Bluebird Toys founder, Sir Torquil Norman, CBE, discusses his extraordinary career
As Sir Torquil Norman, CBE, celebrates his 90th birthday, we look back at a roundtable chat from 2014 where he tells Dougal Grimes how Polly Pocket came to market…
Sir Torquil Norman, you’re the founder of Bluebird Toys and the inventor of an all-time classic… The Big Yellow Teapot. I wanted to ask: how did you get started in toys?
Well. I’ve had a slightly checkered career… I wound up as a banker for a short period and decided that that wasn’t something for me. I’d teamed up with a friend and we started a business whose job it was to lend money to small companies who couldn’t otherwise get it from the banks and so on. That’s a whole industry now, but in those days it was more difficult.
Anyway, one of the companies I got involved in was called Berwick’s Toy Company in Liverpool. Ken Berwick had a very good position making the cheapest games and playsuits and so on… We made a little game with a straw and a little football that I think retailed for 1.11. That gives you an idea! We built that business, one way and another, into a group called Berwick Timpo. Bluebird Toys came later and made Polly Pocket, for example, and various other things that were certainly pure inventions.

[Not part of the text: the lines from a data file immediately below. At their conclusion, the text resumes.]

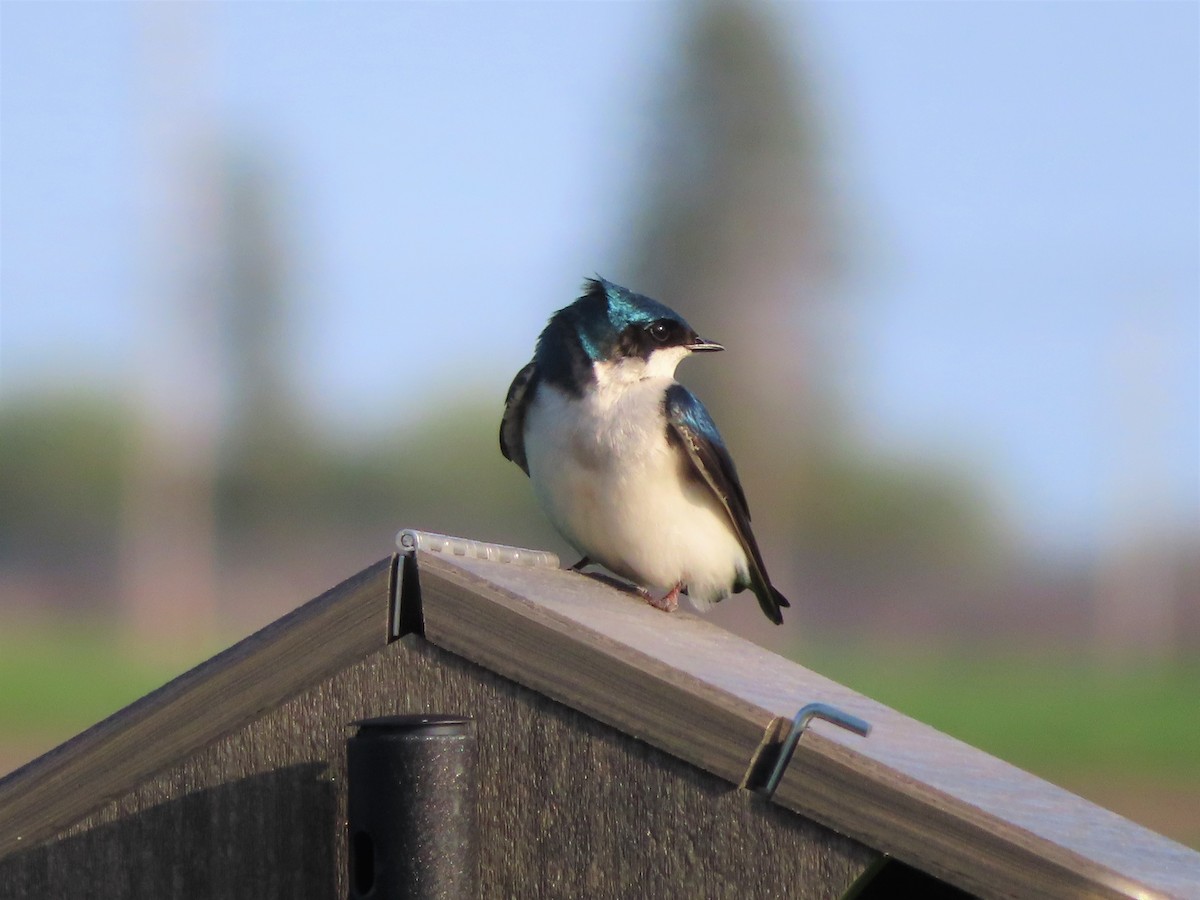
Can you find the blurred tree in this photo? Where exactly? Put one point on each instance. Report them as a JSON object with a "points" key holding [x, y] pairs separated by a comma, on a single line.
{"points": [[739, 232], [267, 449]]}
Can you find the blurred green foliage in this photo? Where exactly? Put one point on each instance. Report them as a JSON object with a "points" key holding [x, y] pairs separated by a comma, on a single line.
{"points": [[63, 462]]}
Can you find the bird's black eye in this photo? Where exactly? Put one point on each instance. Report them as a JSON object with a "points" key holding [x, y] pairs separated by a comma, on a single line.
{"points": [[660, 331]]}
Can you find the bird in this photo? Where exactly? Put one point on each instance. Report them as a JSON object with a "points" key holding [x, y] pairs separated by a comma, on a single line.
{"points": [[625, 461]]}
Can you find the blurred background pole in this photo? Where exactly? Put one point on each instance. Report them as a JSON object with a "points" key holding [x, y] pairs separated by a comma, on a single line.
{"points": [[413, 808], [168, 544]]}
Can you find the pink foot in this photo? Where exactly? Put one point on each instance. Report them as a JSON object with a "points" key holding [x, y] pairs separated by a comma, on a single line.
{"points": [[667, 604]]}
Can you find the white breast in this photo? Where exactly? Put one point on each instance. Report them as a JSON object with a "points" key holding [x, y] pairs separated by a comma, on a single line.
{"points": [[605, 474]]}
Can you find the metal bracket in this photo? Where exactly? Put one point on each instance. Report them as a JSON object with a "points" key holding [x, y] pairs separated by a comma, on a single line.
{"points": [[808, 713], [407, 615]]}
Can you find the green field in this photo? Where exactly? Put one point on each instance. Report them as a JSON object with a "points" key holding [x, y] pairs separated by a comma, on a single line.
{"points": [[1127, 738]]}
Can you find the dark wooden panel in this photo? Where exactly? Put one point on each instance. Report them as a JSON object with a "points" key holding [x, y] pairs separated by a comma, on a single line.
{"points": [[217, 696], [568, 807], [592, 660], [906, 789]]}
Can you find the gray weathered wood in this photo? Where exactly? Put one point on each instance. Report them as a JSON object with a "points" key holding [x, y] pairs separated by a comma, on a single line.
{"points": [[568, 807], [319, 637], [703, 695], [629, 731]]}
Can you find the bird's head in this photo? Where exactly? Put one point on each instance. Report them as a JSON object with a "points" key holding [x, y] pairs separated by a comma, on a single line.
{"points": [[623, 335]]}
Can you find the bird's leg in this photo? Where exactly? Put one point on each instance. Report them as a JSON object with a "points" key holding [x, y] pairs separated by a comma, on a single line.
{"points": [[667, 604]]}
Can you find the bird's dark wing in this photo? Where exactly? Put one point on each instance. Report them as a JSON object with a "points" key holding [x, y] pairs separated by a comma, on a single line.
{"points": [[513, 424], [690, 425]]}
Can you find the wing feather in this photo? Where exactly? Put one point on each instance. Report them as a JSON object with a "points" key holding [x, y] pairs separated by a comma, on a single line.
{"points": [[689, 423], [513, 424]]}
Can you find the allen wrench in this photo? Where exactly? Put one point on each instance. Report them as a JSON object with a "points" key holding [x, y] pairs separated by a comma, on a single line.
{"points": [[808, 713]]}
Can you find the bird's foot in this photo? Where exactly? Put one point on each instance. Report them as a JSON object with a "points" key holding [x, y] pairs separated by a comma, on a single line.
{"points": [[667, 604]]}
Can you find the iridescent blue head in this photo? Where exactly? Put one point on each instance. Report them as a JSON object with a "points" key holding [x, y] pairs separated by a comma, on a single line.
{"points": [[615, 327]]}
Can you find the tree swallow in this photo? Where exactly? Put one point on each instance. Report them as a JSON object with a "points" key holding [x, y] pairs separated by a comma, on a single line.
{"points": [[625, 461]]}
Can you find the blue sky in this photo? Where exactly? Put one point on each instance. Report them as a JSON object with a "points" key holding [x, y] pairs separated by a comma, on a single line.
{"points": [[1021, 183]]}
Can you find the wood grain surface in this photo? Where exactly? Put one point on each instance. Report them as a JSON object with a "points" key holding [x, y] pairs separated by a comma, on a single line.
{"points": [[706, 696], [612, 735], [109, 759]]}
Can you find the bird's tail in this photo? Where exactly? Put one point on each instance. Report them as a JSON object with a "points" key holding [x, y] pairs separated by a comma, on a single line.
{"points": [[771, 601]]}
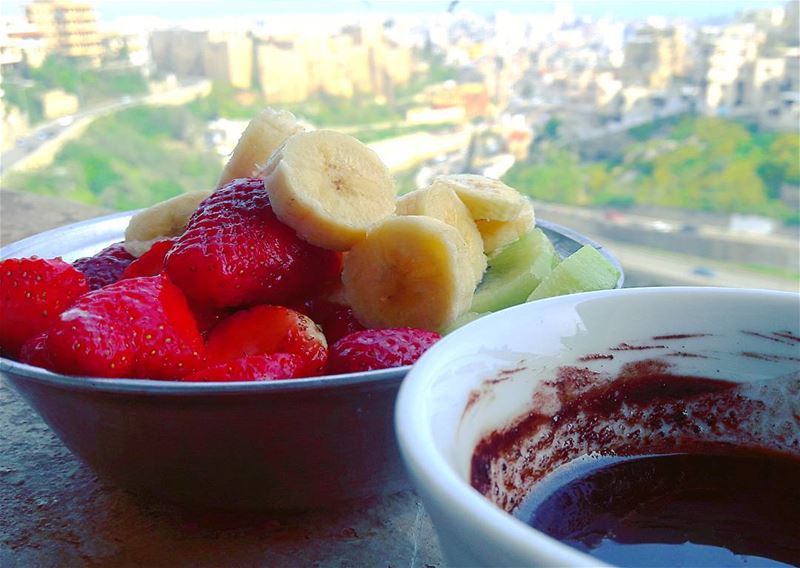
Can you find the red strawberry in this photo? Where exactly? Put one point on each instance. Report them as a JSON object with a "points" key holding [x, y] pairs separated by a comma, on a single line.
{"points": [[105, 267], [140, 327], [33, 292], [35, 353], [251, 368], [379, 349], [336, 320], [264, 330], [208, 317], [235, 252], [151, 262]]}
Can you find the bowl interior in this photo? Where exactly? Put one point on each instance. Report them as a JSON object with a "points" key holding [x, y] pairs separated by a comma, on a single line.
{"points": [[485, 375], [88, 237]]}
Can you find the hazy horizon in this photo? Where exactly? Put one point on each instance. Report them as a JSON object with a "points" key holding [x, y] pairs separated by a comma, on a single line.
{"points": [[181, 10]]}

Fantastic. I’m always very interested in the creative side… With something like Polly Pocket, can you tell us where that idea came from; how it sparked?

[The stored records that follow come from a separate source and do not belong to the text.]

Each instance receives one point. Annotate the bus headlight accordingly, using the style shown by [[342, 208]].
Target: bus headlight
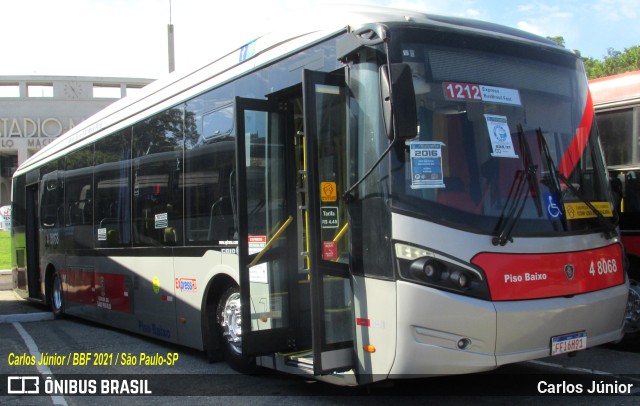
[[422, 266]]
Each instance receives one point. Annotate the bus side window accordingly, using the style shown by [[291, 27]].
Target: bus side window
[[52, 210], [157, 171], [112, 189]]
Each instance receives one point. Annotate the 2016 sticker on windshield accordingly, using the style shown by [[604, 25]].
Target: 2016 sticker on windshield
[[426, 164]]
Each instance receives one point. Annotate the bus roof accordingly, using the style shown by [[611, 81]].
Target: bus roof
[[616, 90], [297, 34]]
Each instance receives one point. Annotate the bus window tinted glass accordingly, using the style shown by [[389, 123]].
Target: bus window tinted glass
[[157, 172], [113, 190], [79, 197], [209, 178]]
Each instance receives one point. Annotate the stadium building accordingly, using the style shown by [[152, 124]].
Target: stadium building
[[34, 110]]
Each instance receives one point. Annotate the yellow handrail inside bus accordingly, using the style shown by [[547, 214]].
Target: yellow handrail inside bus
[[271, 241], [341, 233]]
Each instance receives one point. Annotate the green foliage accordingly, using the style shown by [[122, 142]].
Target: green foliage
[[5, 250], [613, 63]]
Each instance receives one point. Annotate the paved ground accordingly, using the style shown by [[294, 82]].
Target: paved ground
[[15, 309]]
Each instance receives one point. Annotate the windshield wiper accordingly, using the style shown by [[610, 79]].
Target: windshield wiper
[[557, 177], [516, 202], [553, 182]]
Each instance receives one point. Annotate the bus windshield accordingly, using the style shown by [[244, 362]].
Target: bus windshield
[[504, 143]]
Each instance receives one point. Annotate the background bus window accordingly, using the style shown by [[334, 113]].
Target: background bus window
[[614, 127], [157, 171], [113, 190]]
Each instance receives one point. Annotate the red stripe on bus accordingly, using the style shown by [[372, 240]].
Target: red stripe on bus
[[535, 276], [577, 146], [631, 244], [106, 291]]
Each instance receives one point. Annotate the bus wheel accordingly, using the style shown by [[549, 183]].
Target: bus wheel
[[230, 327], [57, 298]]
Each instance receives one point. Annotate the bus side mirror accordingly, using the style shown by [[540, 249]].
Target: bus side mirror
[[402, 109]]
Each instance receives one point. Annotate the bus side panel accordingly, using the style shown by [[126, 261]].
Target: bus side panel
[[136, 293], [192, 275], [375, 313]]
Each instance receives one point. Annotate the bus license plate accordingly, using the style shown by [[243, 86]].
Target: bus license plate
[[568, 343]]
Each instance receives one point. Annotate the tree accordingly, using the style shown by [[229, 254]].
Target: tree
[[613, 63]]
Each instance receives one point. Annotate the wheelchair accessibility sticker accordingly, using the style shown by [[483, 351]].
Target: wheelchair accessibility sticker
[[553, 209]]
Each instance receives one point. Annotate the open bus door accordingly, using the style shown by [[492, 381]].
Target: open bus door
[[266, 227], [331, 291], [272, 225]]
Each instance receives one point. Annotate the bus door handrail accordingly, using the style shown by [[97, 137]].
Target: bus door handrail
[[269, 243]]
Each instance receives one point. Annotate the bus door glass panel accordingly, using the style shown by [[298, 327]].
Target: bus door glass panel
[[31, 241], [266, 229], [331, 292]]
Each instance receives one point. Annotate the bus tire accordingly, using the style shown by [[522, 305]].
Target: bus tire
[[229, 322], [57, 297]]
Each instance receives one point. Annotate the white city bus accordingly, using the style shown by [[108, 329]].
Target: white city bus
[[401, 195]]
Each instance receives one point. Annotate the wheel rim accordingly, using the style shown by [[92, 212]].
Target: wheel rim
[[57, 293], [231, 322], [632, 314]]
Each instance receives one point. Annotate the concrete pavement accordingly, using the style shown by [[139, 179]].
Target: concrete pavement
[[15, 309]]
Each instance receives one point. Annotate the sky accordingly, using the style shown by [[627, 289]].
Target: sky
[[128, 38]]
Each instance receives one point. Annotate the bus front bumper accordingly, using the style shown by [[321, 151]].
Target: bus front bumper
[[440, 333]]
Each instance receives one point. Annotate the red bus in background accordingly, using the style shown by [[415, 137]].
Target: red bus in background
[[616, 101]]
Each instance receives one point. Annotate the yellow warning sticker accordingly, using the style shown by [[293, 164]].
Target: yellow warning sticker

I can tell you exactly, yes. We used to work with an engineering toy developer called Origin. You probably know Chris Wiggs, Chris Taylor, and so on… They used to present us with toys of all sorts. One day I went in to see Chris Wiggs and he said, “I want to show you something I made for my daughter six years ago. I never thought it was commercial, but she enjoyed it…” He produced a wooden box with a little wooden doll in it – solid wood – and asked what I thought of it. For want of something to say more than anything else I said, “Can you make the doll move? Bend the waist and head, and so on?” He said, “No, it’s too small; it wouldn’t be possible…”
Okay…
But I said, “Well, come on: you’re a good engineer. I’d like to see one, so I’ll come back in a couple of weeks.” And that was really the start of Polly Pocket. It was one of those products which was so easy to develop once the original idea had taken hold. We made little rings and little compacts and so on. We dealt with Mattel in all sorts of other areas. I thought, “What the hell? I may as well go and show it to them.” Normally, getting to see a buyer is difficult enough, but rather unusually I got Jill Barad, who was the chief executive, Lindsey Williams who’d looked after the world markets, and John Ammerman, and I said, “I’d like to see everybody, please, for half an hour in your presentation room.”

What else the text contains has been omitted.